As communities throughout the Philadelphia area and beyond reel from the loss and destruction exacted by addiction in its many forms, Cabrini University has been offering expanded recovery services on campus for students experiencing addiction themselves, or within their families and friend groups. These efforts have grown in scope and strength in 2022 thanks in part to a Collegiate Recovery grant from Independence Blue Cross Foundation’s Supporting Treatment and Overdose Prevention (STOP) program.
The prevalence of highly addictive prescription drugs and the emergence of fentanyl as an often lethal opiate additive have created a new frontier in America’s long struggle with drugs and alcohol. The game has changed, said Pat Brown (ʼ15), LCSW, Adjunct, Social Work, and state-certified interventionist for substance abuse.
“Everything is different,” said Brown, who is supervising the grant program and leads a weekly recovery meeting at 2pm each Tuesday in Grace Hall 247. “I’m a parent of a college student. The difference between my time at 20 [years old] versus today is: readily available drugs…and a single use could equal death. That didn’t really exist when I was 20.”
While many focus on some of Philadelphia’s most impoverished neighborhoods or rural Appalachia when discussing the spread of addiction and substance abuse, these are issues inherent in the human condition, permeating even the wealthiest zip codes, Brown said.
“This doesn’t discriminate,” he said. “If students are struggling at any level with anything, I firmly believe it’s a University responsibility to make resources available however possible.”
The grant supported a campus survey to understand the need for recovery assistance at Cabrini, weekly recovery meetings, and for two Opioid Awareness and Overdose Reversal Trainings, led by Gifty Akomea Key, EdD, Assistant Professor, Health and Exercise Sciences, in March and April of this year. More than 30 members of the Cabrini community became certified in the administration of Narcan, a nasal spray employed to reverse overdoses, during the sessions.
Cabrini students, faculty, and staff have mobilized around this initiative in an impressive fashion, said Richie Gebauer, EdD, Assistant Dean, Retention and Student Success, who is overseeing the collegiate recovery grant along with Brown.
“We’re getting the same levels of participation and engagement from students here as some programs that have been in existence for long periods of time on other campuses,” he said.
Gebauer also saw a parallel in the work Mother Cabrini did in her lifetime to build up the people in the communities in which she lived and served.
“We’re living the mission of the institution by serving students who are coming to our campus and who may be grappling with addiction,” he said. “We need to be able to provide support services to help them succeed and to serve them in a way that allows them to grapple with that addiction successfully.
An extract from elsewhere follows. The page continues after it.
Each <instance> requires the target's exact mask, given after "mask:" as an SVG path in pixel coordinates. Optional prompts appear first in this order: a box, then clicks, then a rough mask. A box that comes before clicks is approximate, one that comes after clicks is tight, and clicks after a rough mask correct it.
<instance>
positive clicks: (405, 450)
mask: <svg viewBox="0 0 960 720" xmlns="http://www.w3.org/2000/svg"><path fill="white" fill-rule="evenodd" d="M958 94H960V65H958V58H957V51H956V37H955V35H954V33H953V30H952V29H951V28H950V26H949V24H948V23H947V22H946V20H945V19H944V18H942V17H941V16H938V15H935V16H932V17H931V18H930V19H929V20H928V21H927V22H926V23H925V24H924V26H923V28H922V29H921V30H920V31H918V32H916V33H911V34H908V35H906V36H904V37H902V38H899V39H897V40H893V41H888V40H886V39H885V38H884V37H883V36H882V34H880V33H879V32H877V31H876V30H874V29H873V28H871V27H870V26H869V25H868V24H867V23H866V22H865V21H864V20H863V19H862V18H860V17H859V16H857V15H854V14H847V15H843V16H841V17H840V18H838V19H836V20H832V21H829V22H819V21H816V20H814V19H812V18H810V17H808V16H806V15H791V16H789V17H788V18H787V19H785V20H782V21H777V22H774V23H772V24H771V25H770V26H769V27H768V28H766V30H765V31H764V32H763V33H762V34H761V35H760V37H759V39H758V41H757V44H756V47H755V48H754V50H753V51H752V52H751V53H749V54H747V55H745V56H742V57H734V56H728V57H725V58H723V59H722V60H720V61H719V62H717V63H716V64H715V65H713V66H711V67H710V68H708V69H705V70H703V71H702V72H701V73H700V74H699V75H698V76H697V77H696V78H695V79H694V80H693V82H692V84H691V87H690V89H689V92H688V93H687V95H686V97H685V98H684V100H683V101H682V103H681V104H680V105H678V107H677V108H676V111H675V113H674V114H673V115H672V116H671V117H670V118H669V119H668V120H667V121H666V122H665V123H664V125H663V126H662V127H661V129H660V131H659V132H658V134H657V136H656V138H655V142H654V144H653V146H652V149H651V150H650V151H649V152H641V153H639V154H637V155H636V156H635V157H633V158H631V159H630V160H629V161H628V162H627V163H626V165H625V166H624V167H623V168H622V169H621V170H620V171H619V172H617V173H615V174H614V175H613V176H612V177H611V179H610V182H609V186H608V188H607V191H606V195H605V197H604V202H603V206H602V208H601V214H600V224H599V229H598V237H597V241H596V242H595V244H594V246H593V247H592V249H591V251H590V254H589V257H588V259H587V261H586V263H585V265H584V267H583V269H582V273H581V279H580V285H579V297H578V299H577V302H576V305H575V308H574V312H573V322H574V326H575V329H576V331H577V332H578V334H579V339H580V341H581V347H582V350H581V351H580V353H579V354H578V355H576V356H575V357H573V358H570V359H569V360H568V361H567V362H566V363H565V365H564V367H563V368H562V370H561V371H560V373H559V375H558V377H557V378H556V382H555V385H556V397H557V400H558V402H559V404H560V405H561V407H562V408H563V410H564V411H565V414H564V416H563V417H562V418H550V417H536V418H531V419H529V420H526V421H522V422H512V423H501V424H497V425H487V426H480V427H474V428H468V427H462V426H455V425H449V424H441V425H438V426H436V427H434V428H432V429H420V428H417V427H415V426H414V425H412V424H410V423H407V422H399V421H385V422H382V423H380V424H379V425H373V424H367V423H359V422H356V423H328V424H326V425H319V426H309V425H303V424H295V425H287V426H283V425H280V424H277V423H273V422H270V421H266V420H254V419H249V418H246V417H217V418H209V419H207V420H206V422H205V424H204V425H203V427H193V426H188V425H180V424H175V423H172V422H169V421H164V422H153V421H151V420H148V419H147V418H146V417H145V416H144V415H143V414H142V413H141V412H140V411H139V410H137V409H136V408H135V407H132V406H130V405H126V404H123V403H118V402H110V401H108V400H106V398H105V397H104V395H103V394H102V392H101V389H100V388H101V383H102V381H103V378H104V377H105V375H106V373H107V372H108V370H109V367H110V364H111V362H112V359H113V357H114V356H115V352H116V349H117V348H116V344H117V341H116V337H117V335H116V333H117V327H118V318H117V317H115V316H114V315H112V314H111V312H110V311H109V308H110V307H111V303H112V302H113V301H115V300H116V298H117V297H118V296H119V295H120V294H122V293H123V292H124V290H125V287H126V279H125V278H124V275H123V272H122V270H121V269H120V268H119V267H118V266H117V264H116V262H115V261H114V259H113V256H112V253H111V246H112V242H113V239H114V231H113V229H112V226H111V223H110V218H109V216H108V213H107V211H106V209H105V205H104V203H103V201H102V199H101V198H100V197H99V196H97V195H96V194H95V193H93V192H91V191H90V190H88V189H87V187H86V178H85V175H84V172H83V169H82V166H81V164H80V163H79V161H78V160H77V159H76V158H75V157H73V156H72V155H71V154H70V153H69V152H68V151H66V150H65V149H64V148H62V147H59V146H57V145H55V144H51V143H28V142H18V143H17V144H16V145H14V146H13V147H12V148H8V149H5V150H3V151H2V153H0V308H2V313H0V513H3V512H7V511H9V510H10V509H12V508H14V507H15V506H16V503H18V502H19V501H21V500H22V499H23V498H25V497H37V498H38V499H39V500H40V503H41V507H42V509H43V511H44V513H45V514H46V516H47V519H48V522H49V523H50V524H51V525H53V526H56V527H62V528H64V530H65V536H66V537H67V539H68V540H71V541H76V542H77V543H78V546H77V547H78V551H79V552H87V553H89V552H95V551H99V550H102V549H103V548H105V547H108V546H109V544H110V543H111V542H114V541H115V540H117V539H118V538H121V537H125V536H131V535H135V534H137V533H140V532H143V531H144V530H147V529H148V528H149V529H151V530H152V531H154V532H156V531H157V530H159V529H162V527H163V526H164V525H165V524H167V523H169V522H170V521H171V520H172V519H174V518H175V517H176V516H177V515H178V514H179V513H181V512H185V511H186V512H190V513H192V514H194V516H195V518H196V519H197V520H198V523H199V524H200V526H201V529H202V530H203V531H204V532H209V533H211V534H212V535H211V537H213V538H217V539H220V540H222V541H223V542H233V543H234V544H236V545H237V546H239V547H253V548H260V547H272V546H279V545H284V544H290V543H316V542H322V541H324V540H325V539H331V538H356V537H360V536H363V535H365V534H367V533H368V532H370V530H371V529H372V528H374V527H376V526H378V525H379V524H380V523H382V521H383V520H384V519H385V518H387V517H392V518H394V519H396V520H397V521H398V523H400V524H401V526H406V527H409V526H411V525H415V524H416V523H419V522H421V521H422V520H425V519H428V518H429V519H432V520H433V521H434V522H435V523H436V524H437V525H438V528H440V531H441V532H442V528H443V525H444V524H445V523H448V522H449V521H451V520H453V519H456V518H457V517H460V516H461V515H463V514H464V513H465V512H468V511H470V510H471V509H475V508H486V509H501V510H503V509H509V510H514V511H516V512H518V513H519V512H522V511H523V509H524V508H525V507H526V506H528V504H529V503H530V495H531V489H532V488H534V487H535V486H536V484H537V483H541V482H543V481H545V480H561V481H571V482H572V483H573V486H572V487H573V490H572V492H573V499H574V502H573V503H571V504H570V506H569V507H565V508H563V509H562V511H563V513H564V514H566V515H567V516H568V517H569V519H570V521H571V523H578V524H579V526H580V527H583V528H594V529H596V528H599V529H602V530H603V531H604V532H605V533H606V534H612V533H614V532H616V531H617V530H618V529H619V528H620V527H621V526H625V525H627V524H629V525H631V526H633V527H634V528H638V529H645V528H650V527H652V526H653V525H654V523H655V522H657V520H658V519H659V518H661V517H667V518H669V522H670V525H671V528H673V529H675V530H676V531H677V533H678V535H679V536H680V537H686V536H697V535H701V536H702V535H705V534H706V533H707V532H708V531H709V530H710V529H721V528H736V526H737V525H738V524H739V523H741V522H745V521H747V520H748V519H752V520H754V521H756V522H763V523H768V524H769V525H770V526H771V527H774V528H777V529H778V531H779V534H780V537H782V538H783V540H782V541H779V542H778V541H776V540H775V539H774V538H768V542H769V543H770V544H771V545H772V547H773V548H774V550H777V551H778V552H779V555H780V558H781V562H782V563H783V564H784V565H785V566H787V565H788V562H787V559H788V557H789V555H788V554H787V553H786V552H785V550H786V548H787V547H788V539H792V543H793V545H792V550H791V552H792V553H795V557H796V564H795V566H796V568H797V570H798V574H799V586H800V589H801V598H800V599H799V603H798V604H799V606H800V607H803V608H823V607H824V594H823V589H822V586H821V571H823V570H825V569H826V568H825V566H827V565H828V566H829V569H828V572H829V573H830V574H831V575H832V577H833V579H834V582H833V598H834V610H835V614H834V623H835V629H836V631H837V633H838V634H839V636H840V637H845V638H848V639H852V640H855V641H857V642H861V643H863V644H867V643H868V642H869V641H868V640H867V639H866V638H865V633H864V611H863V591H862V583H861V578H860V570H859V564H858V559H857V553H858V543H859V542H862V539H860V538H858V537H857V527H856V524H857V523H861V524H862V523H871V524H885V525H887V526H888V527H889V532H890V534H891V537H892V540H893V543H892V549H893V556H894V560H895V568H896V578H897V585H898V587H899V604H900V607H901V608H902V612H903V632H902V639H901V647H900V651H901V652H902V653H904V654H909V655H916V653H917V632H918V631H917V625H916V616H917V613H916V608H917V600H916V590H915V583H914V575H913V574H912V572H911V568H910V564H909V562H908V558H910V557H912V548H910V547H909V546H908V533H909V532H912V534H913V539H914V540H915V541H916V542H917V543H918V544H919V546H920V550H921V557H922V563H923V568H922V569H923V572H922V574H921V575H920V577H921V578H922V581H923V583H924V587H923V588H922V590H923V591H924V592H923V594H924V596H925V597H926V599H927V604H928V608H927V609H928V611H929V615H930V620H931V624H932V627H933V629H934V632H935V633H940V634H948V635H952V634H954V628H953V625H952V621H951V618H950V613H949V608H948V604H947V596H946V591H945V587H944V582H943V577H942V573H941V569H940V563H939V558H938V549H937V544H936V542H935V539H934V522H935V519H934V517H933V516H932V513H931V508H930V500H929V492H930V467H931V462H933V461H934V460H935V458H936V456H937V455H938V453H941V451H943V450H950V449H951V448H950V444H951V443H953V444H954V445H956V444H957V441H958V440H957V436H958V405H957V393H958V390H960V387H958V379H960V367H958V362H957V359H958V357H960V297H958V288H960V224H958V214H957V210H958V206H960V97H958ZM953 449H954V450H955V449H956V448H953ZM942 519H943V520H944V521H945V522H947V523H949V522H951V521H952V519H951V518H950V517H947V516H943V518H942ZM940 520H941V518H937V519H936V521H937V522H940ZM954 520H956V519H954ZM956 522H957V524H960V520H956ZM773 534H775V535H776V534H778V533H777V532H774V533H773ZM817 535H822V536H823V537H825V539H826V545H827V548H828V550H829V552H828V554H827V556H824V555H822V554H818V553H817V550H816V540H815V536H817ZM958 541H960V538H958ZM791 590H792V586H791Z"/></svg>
What we’re doing here with this program is really fulfilling the work of Mother Cabrini in the way that we hoped it would.”
The support offered on campus is not just for addiction to alcohol or drugs, and students can seek help through the recovery program knowing their anonymity will be protected.
“Every college campus has a gambling problem, some level of eating disorders, mental health issues, and anxiety symptoms,” Brown said.
Embedded in the mission of recovery is the creation of community, and Brown emphasized that he and his team, including graduate assistant Phil Waibel, are providing time and space for students to socialize or work on school assignments.
“If you want to write a paper, come write a paper,” Brown said. “If you want to shoot the breeze, you’re welcome to. It’s not therapy.”
This community welcomes anyone whose lives have been impacted by addiction, directly or indirectly.
“Maybe they themselves aren’t facing addiction, but they have friends or family, or people who hold significance in their life who are facing addiction or have had addiction issues,” Gebauer said. “This is an open space for them as well.”